Amazon has been found guilty of shipping dangerous goods by air, and now has to cough up serious cash in penance.
A UK court has ordered Amazon to pay £65,000 in fines after the online retailer tried to transport flammable aerosols and lithium-ion batteries, the BBC reports.
According to the BBC, Amazon attempted the shipments between January 2014 and June 2015, but was caught out after the Royal Mail screened the cargo before they could make it to the airplane. The goods were seized, sparking a court case helmed by the UK’s Civil Aviation Authority (CAA).
“There are important international and domestic restrictions to prohibit the shipping of certain goods that pose a flight safety risk,” Kate Staples, General Counsel for the CAA, is quoted as saying. “These dangerous goods include lithium batteries, which are banned from being transported as mail or cargo on a passenger aircraft unless they are installed in or packed with equipment.”
In a statement, Amazon said: “We ship millions of products every week and are confident in the sophisticated technologies and processes we have developed to detect potential shipping hazards.

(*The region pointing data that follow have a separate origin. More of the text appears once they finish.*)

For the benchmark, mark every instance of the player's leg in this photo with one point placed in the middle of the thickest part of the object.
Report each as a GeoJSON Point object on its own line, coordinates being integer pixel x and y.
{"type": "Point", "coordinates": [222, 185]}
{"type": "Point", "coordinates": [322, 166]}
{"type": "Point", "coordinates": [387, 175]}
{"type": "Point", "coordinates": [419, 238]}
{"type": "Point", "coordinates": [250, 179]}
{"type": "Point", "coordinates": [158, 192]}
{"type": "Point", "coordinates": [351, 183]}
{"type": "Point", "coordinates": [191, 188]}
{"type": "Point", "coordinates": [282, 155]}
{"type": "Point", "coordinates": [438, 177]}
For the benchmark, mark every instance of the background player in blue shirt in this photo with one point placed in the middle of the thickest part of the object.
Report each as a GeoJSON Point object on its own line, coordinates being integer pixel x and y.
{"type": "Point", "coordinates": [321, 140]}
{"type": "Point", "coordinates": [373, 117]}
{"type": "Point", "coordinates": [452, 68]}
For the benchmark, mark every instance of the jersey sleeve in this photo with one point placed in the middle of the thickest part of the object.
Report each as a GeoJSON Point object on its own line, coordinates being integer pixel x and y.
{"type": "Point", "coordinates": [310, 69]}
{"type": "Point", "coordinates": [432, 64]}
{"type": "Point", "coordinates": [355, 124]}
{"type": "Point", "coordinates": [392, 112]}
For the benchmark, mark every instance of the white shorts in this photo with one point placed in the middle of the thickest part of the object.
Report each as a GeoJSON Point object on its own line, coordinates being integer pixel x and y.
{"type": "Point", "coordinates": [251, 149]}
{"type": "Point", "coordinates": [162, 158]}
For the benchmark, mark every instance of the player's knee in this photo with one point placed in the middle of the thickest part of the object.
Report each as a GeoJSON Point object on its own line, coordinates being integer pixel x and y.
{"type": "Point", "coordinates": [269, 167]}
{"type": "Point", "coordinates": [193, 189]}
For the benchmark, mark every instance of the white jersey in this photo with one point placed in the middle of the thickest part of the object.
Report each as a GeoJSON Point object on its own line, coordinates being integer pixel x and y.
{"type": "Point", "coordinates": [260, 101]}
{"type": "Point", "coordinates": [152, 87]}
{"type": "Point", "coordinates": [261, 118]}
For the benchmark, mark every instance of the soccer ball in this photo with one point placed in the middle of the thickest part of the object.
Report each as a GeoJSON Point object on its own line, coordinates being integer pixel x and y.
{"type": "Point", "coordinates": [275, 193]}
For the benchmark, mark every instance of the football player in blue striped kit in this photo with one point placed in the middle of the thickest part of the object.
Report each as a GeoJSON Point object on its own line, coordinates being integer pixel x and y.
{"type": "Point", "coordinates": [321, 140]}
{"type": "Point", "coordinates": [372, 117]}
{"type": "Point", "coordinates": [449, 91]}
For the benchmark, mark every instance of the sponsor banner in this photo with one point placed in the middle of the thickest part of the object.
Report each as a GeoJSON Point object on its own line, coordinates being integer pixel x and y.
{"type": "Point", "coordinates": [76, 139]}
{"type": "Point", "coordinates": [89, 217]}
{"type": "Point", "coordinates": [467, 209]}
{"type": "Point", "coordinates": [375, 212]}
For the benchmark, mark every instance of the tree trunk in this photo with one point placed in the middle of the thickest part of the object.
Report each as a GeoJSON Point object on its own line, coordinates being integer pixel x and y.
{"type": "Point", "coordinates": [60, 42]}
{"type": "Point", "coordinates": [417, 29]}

We are constantly working to further improve and will continue to work with the CAA in this area.”
But Martin Goudie, a prosecutor on the case, said: “Under the right circumstances, the batteries – even new, undamaged batteries – could overheat, potentially causing burns, explosion, or a fire.”
In defence of Amazon, lawyer Stephen Spence told Southwark Crown Court: “We are not talking about Amazon lugging a propane canister onto a plane. They are everyday household items, and one should pay perspective to that.”
This is September’s second major battery controversy, following Samsung’s recent smartphone fiasco. On September 2, Samsung issued a global recall for the new Galaxy Note 7, after an internal investigation uncovered a serious lithium-ion battery flaw that was causing some users’ handsets to spontaneously catch fire. As a result, the USA’s aviation authority has warned against owners of the phone from using or charging their handset in-flight.